The Westmoreland Museum of American Art in Greensburg, Pennsylvania, has acquired the outstanding fraktur collection Joy and David Brocklebank. Having focused on western Pennsylvania fraktur for 38 years, the Brocklebanks' collection consists of more than 200 hand-drawn and printed fraktur from Westmoreland County and other western Pennsylvania counties. It was assembled by a dedicated scholar who was interested in the artistry and genealogy of these works on paper. First published by the Brocklebank's daughter in "Westmoreland County, Pennsylvania, Fraktur, An Initial Survey" in The Magazine ANTIQUES in 1986, the collection has grown substantially and was featured in the 2007 exhibition at The Westermoreland titled "Made in Pennsylvania: A Folk Art Tradition."
Judith H. O'Toole, Director/CEO, states, "The acquisition of this major collection of western Pennsylvania fraktur strengthens The Westmoreland's already significant regional folk art collection, which contains important examples of furniture including painted furniture from Soap Hollow, textiles including samplers and coverlets, redware and decorated stoneware, and paintings."
The fraktur tradition in western Pennsylvania flourished primarily in Westmoreland County for more than one hundred years, where nine artists have been identified by surviving work dated as early as 1788. The collection also contains fraktur from Allegheny, Bedford, Indiana, McKean, Somerset, and Washington counties. The Brocklebank fraktur join more than a dozen important Westmoreland County fraktur collected by the Museum since its founding in 1959, making the Westmoreland's collection of western Pennsylvania fraktur the most important public or private collection known.
The work fraktur comes from the Latin word meaning "broken" - the same as our word "fracture." From an article in the catalogue that accompanied the exhibition, "Made In Pennsylvania: A Folk Art Tradition," by R. David Brocklebank and Barbara L. Jones, comes this definition of the word fraktur, "The term is used today to describe a wide variety of Pennsylvania German folk-art documents. For the present purposes, embellishment "beyond necessity" seems to be an adequate definition of folk art." They continue, "The work fraktur has its origin in the presentation of text in discrete letters as opposed to a cursive hand.

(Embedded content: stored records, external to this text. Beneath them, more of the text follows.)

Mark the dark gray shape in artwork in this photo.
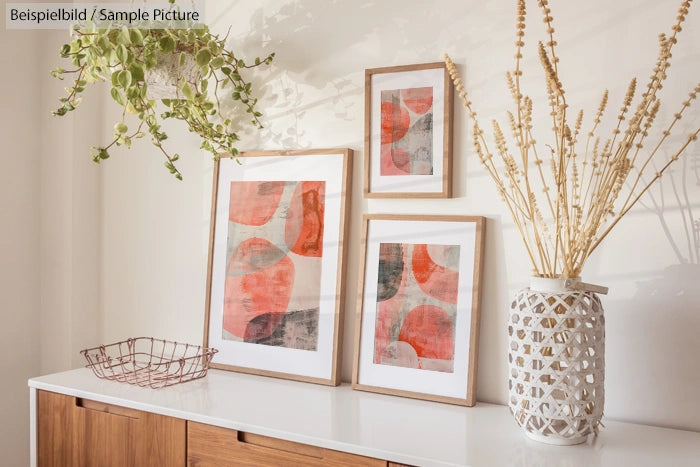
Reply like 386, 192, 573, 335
392, 111, 433, 175
245, 308, 319, 350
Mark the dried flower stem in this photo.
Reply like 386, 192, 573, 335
445, 0, 700, 277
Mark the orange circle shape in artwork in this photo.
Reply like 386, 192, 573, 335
401, 87, 433, 115
284, 181, 326, 258
223, 238, 294, 339
381, 102, 411, 144
411, 244, 459, 303
399, 305, 455, 360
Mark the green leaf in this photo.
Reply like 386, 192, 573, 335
114, 44, 129, 63
110, 88, 125, 106
158, 36, 175, 54
209, 57, 224, 69
97, 36, 112, 55
194, 48, 211, 67
129, 29, 143, 45
180, 83, 194, 100
117, 70, 131, 89
121, 26, 131, 44
129, 62, 144, 81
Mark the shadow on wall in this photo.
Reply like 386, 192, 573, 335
607, 149, 700, 430
213, 0, 490, 149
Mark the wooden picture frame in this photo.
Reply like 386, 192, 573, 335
204, 149, 353, 386
352, 215, 485, 406
364, 62, 454, 198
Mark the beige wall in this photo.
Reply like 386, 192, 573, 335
0, 0, 700, 465
0, 16, 41, 466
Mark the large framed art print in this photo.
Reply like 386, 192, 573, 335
352, 215, 484, 406
204, 149, 352, 385
364, 62, 453, 198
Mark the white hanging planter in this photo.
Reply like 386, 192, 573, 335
508, 277, 605, 445
145, 52, 201, 99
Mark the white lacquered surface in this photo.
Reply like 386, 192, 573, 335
29, 369, 700, 467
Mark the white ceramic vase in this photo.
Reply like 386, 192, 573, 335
508, 277, 605, 445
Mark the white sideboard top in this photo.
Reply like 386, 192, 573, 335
29, 368, 700, 467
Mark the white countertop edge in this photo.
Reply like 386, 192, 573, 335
28, 379, 465, 467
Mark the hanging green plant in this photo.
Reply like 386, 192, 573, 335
51, 12, 275, 180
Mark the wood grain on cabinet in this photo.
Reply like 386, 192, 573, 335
187, 422, 387, 467
37, 391, 187, 467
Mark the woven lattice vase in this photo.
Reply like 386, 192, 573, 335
508, 277, 605, 445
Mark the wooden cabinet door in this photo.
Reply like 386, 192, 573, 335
187, 422, 387, 467
37, 391, 187, 467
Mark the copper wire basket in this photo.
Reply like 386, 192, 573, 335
80, 337, 218, 389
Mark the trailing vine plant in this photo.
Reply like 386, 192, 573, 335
51, 2, 275, 180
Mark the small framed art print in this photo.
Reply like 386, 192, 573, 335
364, 62, 453, 198
352, 215, 485, 406
204, 149, 352, 385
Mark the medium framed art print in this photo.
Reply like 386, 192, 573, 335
353, 215, 484, 406
364, 62, 453, 198
204, 149, 352, 385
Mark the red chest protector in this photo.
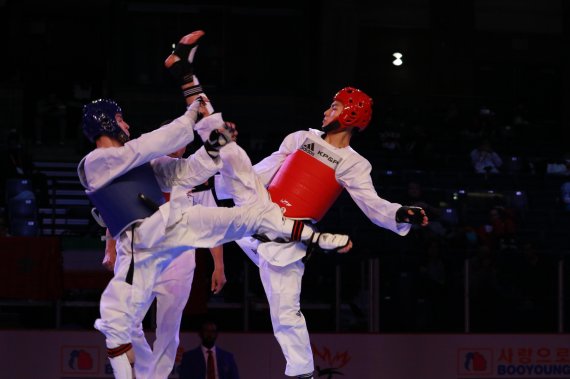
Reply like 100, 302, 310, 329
268, 138, 343, 221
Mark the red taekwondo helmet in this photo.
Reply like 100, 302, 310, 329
334, 87, 372, 131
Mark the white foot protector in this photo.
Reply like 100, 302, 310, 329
311, 233, 350, 251
109, 354, 133, 379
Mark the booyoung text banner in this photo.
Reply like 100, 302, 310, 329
0, 331, 570, 379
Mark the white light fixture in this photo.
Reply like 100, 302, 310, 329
392, 52, 404, 66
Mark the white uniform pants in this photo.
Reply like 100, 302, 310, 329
220, 145, 314, 376
132, 250, 196, 379
95, 194, 290, 348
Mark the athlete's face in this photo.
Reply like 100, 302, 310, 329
322, 100, 344, 128
115, 113, 131, 137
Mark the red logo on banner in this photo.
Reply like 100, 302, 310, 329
311, 344, 351, 379
61, 346, 99, 374
457, 349, 493, 375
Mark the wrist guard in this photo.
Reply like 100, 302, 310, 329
396, 206, 425, 225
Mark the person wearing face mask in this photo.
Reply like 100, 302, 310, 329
185, 87, 428, 378
179, 320, 239, 379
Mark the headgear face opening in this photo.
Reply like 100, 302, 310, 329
83, 99, 129, 143
333, 87, 372, 130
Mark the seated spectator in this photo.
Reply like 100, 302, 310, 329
471, 139, 503, 174
477, 206, 516, 250
546, 153, 570, 175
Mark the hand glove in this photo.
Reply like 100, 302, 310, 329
204, 124, 232, 159
164, 30, 204, 85
396, 206, 428, 225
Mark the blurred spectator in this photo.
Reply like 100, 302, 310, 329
546, 153, 570, 175
477, 206, 517, 250
471, 139, 503, 174
179, 320, 239, 379
0, 129, 49, 207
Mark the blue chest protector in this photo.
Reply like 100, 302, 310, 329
87, 163, 165, 238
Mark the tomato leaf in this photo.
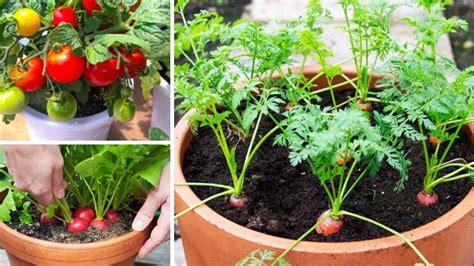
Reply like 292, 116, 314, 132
48, 23, 84, 56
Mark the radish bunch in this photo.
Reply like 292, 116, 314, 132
40, 207, 119, 234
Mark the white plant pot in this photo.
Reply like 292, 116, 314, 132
21, 106, 113, 140
151, 78, 171, 136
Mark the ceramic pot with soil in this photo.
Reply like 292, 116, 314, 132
0, 145, 169, 266
0, 215, 152, 266
173, 67, 474, 265
174, 1, 474, 265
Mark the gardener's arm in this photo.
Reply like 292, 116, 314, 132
132, 164, 170, 258
3, 145, 67, 205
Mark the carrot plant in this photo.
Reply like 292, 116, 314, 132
380, 1, 474, 206
264, 105, 429, 265
175, 1, 326, 213
275, 105, 409, 236
341, 0, 398, 111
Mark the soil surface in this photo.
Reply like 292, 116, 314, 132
7, 211, 135, 244
183, 92, 474, 242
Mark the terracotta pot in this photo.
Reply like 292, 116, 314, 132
173, 69, 474, 266
0, 219, 153, 266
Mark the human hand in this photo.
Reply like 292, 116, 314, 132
3, 145, 67, 205
132, 164, 170, 258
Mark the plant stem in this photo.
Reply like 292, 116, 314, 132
174, 189, 234, 219
174, 182, 234, 190
271, 213, 331, 266
339, 210, 431, 265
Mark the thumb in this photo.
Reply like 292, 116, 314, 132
52, 166, 67, 199
132, 189, 163, 231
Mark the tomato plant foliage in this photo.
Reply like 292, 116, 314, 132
0, 0, 170, 122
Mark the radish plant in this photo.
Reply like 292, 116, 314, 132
379, 1, 474, 206
0, 145, 169, 234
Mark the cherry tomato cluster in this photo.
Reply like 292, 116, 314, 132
0, 0, 147, 122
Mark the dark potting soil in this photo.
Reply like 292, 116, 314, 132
7, 211, 135, 244
183, 91, 474, 242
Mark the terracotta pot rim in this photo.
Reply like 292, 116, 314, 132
173, 67, 474, 254
0, 222, 142, 251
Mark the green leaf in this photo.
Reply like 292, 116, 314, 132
0, 190, 16, 223
86, 34, 151, 64
19, 201, 33, 224
148, 127, 170, 141
140, 65, 161, 99
48, 23, 84, 56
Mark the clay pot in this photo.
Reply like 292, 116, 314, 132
0, 222, 153, 266
173, 69, 474, 266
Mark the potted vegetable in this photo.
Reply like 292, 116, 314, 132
174, 1, 474, 265
0, 0, 169, 140
0, 145, 169, 265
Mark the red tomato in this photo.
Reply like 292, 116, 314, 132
46, 44, 87, 83
119, 47, 146, 78
86, 58, 119, 87
82, 0, 102, 16
53, 7, 77, 28
12, 57, 46, 92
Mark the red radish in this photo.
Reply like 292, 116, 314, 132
91, 219, 109, 230
316, 210, 344, 236
229, 195, 249, 209
416, 191, 439, 207
428, 135, 439, 146
105, 209, 119, 222
337, 154, 352, 166
74, 207, 95, 222
40, 213, 58, 225
67, 217, 89, 234
357, 99, 373, 112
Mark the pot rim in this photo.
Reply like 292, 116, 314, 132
21, 106, 112, 130
173, 67, 474, 254
0, 222, 145, 251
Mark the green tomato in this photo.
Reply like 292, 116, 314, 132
114, 99, 135, 123
0, 86, 26, 115
46, 92, 77, 122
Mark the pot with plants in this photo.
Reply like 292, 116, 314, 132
0, 0, 169, 140
0, 145, 169, 265
173, 1, 474, 265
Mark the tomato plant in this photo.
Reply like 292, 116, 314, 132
13, 8, 41, 37
114, 99, 135, 123
11, 57, 46, 92
0, 0, 170, 123
46, 44, 86, 83
53, 7, 78, 28
0, 86, 26, 115
85, 58, 119, 87
119, 47, 146, 78
47, 92, 77, 122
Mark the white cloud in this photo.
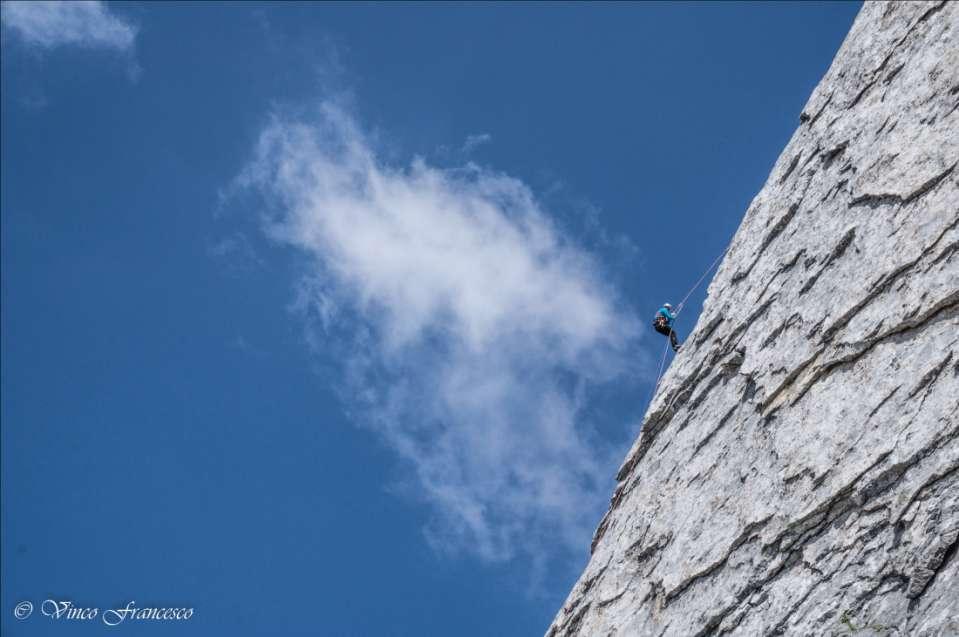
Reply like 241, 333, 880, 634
238, 103, 636, 560
2, 0, 137, 51
461, 133, 493, 155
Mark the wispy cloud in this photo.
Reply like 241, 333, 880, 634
0, 0, 137, 52
237, 103, 637, 561
207, 232, 266, 272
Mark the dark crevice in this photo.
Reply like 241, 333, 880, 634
799, 227, 856, 296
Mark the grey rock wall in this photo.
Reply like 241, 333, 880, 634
548, 2, 959, 636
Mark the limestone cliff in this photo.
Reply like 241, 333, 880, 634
549, 2, 959, 636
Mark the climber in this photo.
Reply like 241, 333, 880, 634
653, 303, 682, 352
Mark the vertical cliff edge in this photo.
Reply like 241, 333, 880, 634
548, 2, 959, 636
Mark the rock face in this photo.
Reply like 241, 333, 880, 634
548, 2, 959, 636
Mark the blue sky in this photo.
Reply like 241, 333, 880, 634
0, 3, 858, 635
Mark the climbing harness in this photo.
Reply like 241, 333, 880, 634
646, 245, 729, 406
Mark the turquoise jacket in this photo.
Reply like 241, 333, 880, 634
656, 306, 676, 327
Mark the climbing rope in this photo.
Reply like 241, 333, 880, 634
646, 245, 729, 407
676, 245, 729, 317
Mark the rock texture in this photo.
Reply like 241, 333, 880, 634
548, 2, 959, 636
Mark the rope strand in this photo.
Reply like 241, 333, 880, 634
646, 245, 729, 409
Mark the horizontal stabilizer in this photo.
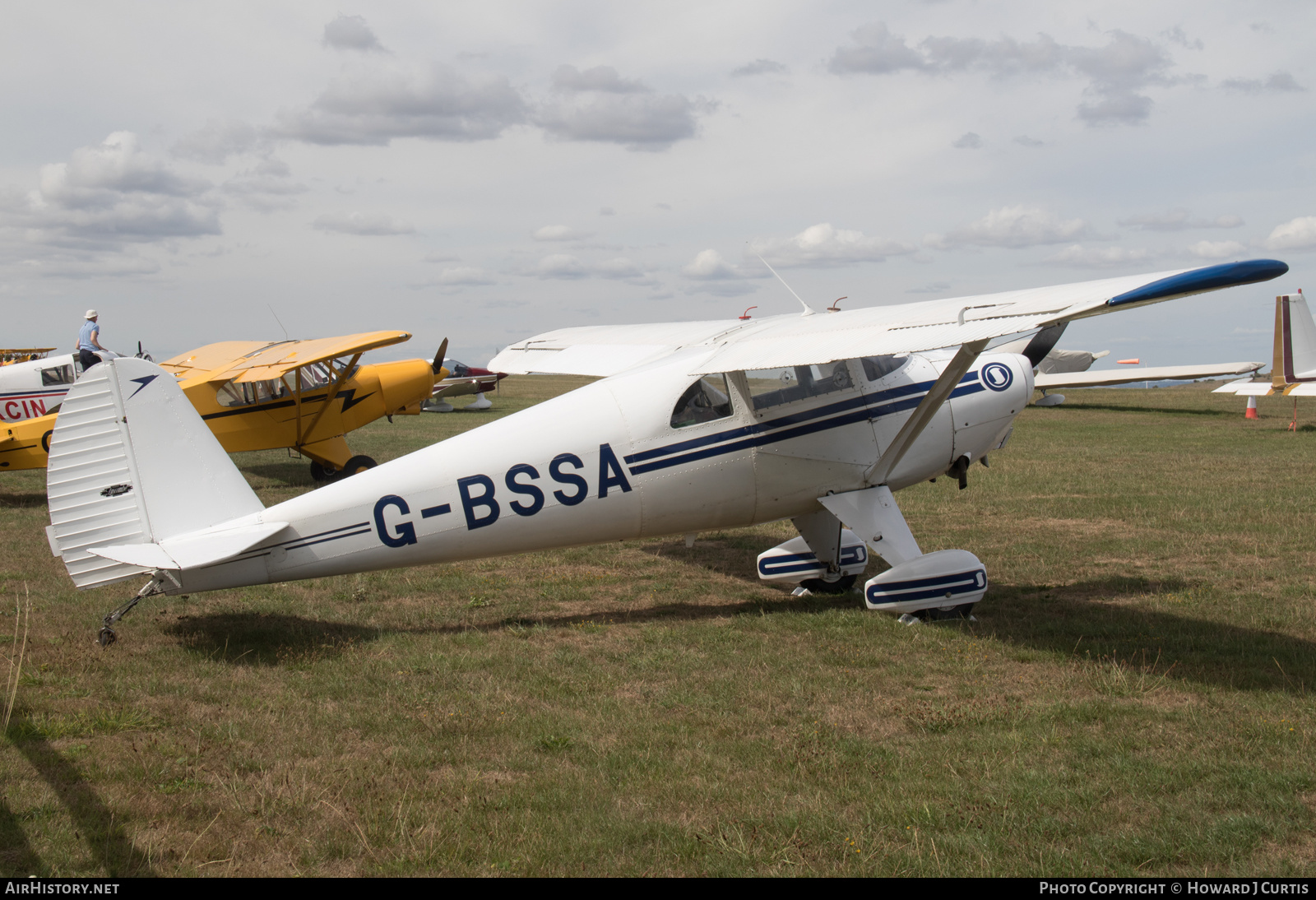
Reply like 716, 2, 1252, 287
88, 522, 288, 568
46, 358, 265, 588
160, 522, 288, 568
1033, 362, 1265, 391
1212, 380, 1275, 397
489, 259, 1288, 378
87, 544, 178, 570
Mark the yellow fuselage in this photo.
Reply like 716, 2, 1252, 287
180, 360, 436, 468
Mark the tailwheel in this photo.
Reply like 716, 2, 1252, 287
337, 457, 379, 478
800, 575, 857, 593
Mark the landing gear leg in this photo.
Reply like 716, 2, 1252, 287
96, 568, 178, 647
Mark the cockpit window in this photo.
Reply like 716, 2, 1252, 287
860, 356, 910, 382
41, 364, 74, 387
671, 375, 732, 428
745, 360, 853, 409
215, 379, 292, 406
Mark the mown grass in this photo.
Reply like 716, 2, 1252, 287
0, 379, 1316, 875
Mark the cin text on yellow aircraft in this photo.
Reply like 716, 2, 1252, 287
0, 332, 449, 481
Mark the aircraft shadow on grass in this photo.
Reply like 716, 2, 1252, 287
166, 545, 1316, 694
242, 459, 314, 487
0, 491, 46, 509
0, 735, 155, 878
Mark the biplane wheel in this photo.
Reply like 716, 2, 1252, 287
800, 575, 857, 593
337, 457, 379, 478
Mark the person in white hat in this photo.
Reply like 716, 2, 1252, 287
77, 309, 105, 373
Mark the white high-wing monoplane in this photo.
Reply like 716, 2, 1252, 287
995, 332, 1265, 406
48, 259, 1288, 643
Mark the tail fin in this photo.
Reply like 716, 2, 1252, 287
1270, 290, 1316, 388
46, 358, 265, 588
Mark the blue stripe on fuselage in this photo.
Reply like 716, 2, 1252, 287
625, 371, 985, 475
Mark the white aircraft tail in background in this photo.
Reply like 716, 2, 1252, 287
1212, 290, 1316, 397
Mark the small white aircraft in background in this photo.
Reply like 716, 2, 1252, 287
0, 345, 150, 422
995, 327, 1263, 406
421, 360, 507, 412
38, 259, 1288, 643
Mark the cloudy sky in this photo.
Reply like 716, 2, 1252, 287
0, 0, 1316, 364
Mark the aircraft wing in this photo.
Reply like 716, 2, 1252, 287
489, 259, 1288, 375
1212, 378, 1274, 397
485, 316, 753, 376
172, 332, 410, 382
1033, 362, 1265, 391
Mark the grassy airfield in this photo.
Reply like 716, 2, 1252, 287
0, 378, 1316, 875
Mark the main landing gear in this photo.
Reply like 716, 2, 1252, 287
311, 457, 379, 485
758, 485, 987, 623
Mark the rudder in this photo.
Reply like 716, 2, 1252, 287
46, 358, 265, 588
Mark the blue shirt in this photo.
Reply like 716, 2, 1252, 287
77, 318, 100, 350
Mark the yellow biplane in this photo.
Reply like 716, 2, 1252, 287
0, 413, 55, 471
0, 332, 449, 481
160, 332, 447, 481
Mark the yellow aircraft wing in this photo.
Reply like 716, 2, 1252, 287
218, 332, 410, 383
160, 341, 296, 375
0, 347, 54, 364
160, 332, 410, 382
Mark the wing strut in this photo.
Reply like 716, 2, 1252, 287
864, 338, 987, 485
296, 351, 363, 450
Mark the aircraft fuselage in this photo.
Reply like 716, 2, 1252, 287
169, 353, 1033, 593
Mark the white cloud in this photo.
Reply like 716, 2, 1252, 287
594, 257, 645, 279
535, 225, 592, 241
533, 253, 647, 283
1189, 241, 1248, 259
324, 13, 388, 53
1119, 208, 1242, 231
827, 22, 1193, 125
535, 253, 590, 281
553, 66, 651, 94
1042, 244, 1160, 268
0, 132, 220, 267
680, 250, 745, 281
925, 206, 1095, 248
1220, 71, 1307, 94
1266, 216, 1316, 250
747, 222, 917, 268
1161, 25, 1206, 50
438, 266, 498, 285
732, 59, 791, 77
537, 92, 716, 151
220, 156, 308, 212
311, 212, 416, 237
274, 64, 526, 146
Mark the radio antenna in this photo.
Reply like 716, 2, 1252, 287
265, 304, 292, 341
748, 248, 818, 316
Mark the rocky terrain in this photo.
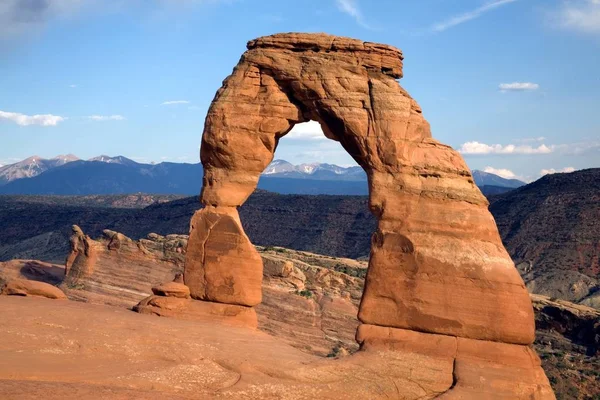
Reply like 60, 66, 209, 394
0, 33, 600, 400
0, 231, 600, 399
0, 155, 523, 196
490, 169, 600, 308
0, 169, 600, 307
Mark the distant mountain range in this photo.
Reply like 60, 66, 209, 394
0, 167, 600, 309
0, 154, 524, 195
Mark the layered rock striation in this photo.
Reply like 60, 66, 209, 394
184, 33, 553, 398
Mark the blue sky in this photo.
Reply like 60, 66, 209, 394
0, 0, 600, 180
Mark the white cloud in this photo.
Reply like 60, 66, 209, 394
0, 0, 87, 38
458, 141, 554, 155
335, 0, 371, 29
431, 0, 518, 32
515, 136, 546, 143
161, 100, 190, 106
85, 115, 125, 121
540, 167, 575, 176
285, 121, 327, 140
553, 0, 600, 34
498, 82, 540, 92
551, 140, 600, 155
0, 110, 66, 126
483, 167, 518, 179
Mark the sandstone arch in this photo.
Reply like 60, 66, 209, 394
184, 33, 534, 345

In the late eighteenth and early nineteenth centuries, the vast influx of immigrants from what is now Germany and Switzerland brought the tradition to Pennsylvania, where it underwent considerable evolution. Schoolteachers in the rural areas made a very large percentage of the fraktur that survives today."
Most early fraktur were executed by hand, while printed text became increasingly common in later examples. Typical artistic motifs in fraktur include birds, hearts, and tulips. Schoolmasters made fraktur early in the history of American fraktur, from around 1750 to 1820, whereas professional scriveners using printed forms dominated the fraktur market from about 1810 to 1900. However, there are considerable overlaps in these dates.
"The most common form of fraktur," say Brocklebank and Jones, "consists of birth and baptismal records (geburts and taufschein - often simply referred to as taufschein) - essentially serious religious pieces with colorful, exuberant additions to delight the eye." "House blessings (haus segen), writing examples (vorschriften), and narratives (such as the parable of the prodigal son) are also included among the many varieties of fraktur that one encounters in Pennsylvania. Typically created with ink and watercolor on paper, most of these documents are approximately sixteen by thirteen inches."